Thursday, February 02, 2006

Quotes That Have Nestled in My Brain as a Result of Watching the State of the Union Address

To defend your ideas is quite different from standing, no matter how self-righteously, on the mere sound of a word. To say that you believe in "freedom," for instance, may make you feel proud and righteous, but this has nothing to do with philosophy, or, for that matter, with freedom, unless you are willing to spell out exactly what it is you stand for, what it is that you believe, and why it is that this "freedom," as you call it, is so desirable. But most students, as well as many professional philosophers, get caught up in such attractive, admirable words, which we call buzz words (emphasis theirs)... Indeed, virtually everyone believes in "freedom" but the question is what it is that they believe in.
(from The Big Questions: A Short Introduction to Philosophy, Solomon, 1986, p. 3

Serious, reflective Christians find themselves increasingly at odds with the dominant values of consumer capitalism and its supportive military patriotism; there is no easy or obvious way to hold together core faith claims and the social realities around us. Reflective Christians are increasingly "resident aliens."
(from Cadences of Home, Brueggemann, 1997, p. 2)

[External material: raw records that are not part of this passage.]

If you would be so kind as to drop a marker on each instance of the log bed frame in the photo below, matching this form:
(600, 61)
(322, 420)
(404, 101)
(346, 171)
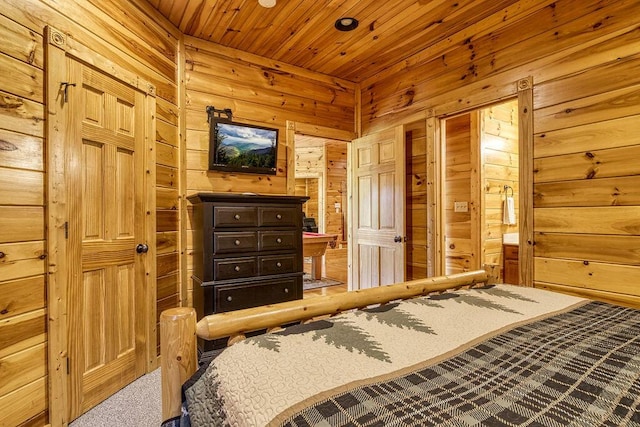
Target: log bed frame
(179, 330)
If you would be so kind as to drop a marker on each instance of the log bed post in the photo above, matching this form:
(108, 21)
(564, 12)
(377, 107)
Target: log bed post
(178, 327)
(178, 347)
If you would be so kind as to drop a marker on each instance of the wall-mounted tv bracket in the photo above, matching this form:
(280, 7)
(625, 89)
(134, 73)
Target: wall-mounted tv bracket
(212, 112)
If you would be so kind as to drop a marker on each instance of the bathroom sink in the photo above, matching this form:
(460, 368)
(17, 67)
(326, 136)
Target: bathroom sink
(510, 238)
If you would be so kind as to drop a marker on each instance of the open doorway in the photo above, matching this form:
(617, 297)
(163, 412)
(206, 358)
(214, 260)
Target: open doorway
(481, 191)
(321, 175)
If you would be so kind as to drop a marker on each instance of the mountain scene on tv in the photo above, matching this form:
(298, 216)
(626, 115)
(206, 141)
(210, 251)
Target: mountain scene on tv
(243, 146)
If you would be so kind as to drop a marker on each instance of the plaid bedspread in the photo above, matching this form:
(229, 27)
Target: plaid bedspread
(580, 368)
(495, 356)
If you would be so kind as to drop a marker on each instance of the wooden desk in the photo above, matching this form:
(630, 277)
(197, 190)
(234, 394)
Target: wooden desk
(315, 245)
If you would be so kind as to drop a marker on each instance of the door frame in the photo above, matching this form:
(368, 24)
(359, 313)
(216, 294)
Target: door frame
(57, 47)
(294, 128)
(523, 91)
(399, 210)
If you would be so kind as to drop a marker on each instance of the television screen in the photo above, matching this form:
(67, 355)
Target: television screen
(238, 147)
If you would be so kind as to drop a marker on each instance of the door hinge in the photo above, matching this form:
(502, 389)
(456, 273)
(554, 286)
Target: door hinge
(64, 87)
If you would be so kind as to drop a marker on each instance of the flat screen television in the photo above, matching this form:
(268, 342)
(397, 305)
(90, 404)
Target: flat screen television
(240, 147)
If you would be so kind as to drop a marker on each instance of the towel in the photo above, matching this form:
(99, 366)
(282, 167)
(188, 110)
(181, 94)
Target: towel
(509, 211)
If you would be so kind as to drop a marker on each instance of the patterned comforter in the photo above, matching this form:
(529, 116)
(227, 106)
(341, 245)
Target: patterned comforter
(499, 355)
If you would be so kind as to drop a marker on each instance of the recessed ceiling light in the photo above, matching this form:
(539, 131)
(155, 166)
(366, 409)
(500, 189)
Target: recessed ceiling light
(346, 24)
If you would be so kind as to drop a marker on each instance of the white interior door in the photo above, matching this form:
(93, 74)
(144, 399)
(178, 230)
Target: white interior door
(377, 243)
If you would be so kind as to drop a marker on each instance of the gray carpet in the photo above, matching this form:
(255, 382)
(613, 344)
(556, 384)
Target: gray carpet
(139, 404)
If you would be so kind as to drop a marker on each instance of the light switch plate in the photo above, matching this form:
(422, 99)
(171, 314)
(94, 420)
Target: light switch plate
(460, 206)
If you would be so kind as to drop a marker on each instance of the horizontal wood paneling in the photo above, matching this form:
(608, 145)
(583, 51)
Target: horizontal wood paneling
(584, 65)
(624, 279)
(23, 368)
(22, 296)
(616, 191)
(129, 34)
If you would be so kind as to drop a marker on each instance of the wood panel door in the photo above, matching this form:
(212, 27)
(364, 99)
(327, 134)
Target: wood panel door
(377, 255)
(106, 290)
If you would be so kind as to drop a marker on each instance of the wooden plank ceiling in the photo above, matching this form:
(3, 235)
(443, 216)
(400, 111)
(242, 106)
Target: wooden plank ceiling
(302, 33)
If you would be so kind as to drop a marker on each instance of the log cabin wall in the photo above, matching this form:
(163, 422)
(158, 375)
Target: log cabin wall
(583, 59)
(134, 36)
(499, 163)
(336, 217)
(326, 160)
(259, 91)
(460, 172)
(416, 211)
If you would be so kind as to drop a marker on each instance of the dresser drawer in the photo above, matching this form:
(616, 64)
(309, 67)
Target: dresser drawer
(278, 264)
(278, 216)
(224, 216)
(235, 297)
(274, 240)
(234, 268)
(229, 242)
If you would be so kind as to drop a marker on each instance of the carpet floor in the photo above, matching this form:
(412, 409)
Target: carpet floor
(139, 404)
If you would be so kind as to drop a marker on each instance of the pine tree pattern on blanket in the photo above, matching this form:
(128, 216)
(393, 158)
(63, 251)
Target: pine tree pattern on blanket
(488, 356)
(578, 368)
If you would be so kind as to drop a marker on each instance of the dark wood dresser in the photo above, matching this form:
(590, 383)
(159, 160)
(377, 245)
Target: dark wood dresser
(247, 251)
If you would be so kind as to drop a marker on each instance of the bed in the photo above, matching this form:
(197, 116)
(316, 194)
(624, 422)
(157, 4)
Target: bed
(440, 351)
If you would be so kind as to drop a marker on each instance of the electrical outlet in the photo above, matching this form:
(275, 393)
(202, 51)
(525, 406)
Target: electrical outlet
(460, 206)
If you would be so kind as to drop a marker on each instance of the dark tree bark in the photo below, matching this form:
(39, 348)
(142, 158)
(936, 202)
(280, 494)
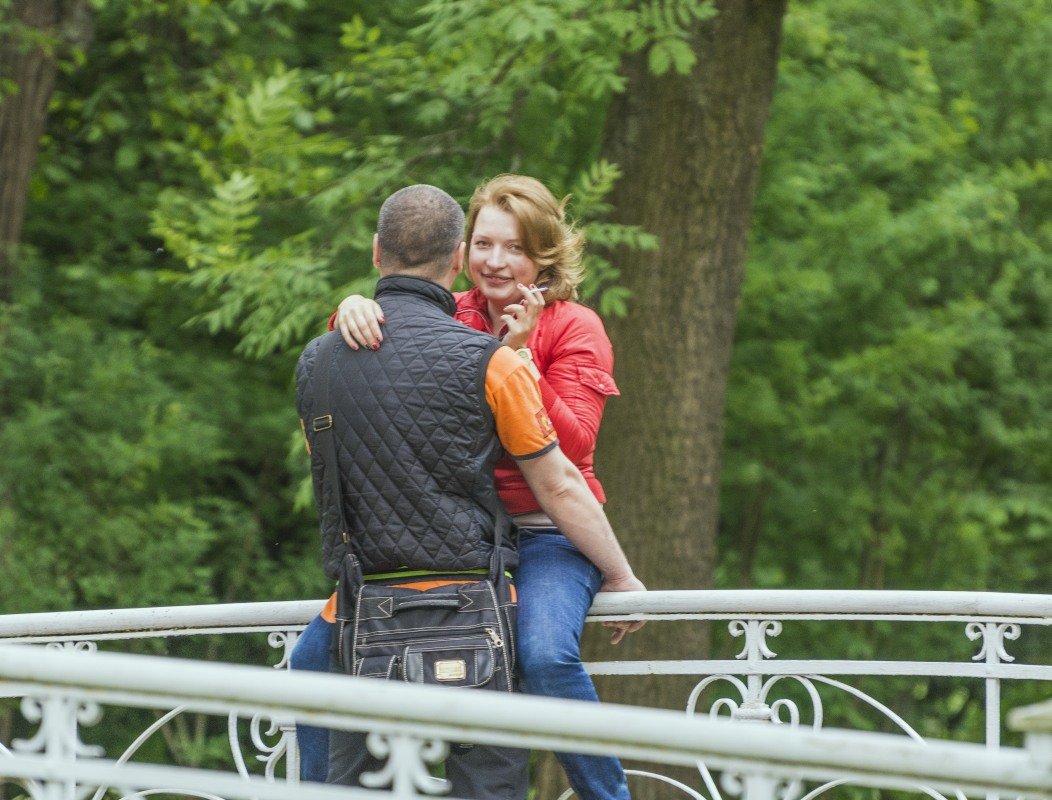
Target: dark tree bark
(689, 147)
(37, 34)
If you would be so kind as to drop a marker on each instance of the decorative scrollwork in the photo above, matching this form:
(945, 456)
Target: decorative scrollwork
(993, 636)
(59, 718)
(285, 640)
(77, 646)
(406, 766)
(755, 633)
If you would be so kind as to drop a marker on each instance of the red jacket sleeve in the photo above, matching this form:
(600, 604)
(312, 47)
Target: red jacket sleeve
(575, 381)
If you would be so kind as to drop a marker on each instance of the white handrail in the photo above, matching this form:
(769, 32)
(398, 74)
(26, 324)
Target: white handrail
(338, 701)
(706, 603)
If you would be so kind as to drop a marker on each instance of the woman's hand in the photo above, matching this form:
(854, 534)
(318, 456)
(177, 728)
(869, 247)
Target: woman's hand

In the face of an empire that rules through military and economic control, what is the shape of a community that serves a ruler who brings reconciliation and peace by sacrificial death rather than military might? If the empire elevates economic greed and avarice into civic virtues, while Paul dismisses such a way of life as idolatrous, then how does a Christian community shaped by Paul's gospel live its life in the empire?
(from Colossians Remixed, Walsh & Keesmaat, 2004, p. 61)

[The church] has, for the most part, stood silently by while a predatory economy has ravaged the world, destroyed its natural beauty and health, divided and plundered its human communities and households. It has flown the flag and chanted the slogans of empire. It has assumed with the economists that "economic forces" automatically work for good and has assumed with the industrialists and militarists that technology determines history. It has assumed with almost everybody that "progress " is good, that it is good to be modern and up with the times. It has admired Ceasar and comforted him in his depredations and defaults. But in its de facto alliance with Ceasar, Christianity connives directly in the murder of Creation.
(from Sex, Economy, Freedom and Community, Berry, 1993, p. 114 - as read in Colossian Remixed)

To call this an imperial presidency is unfair to emperors.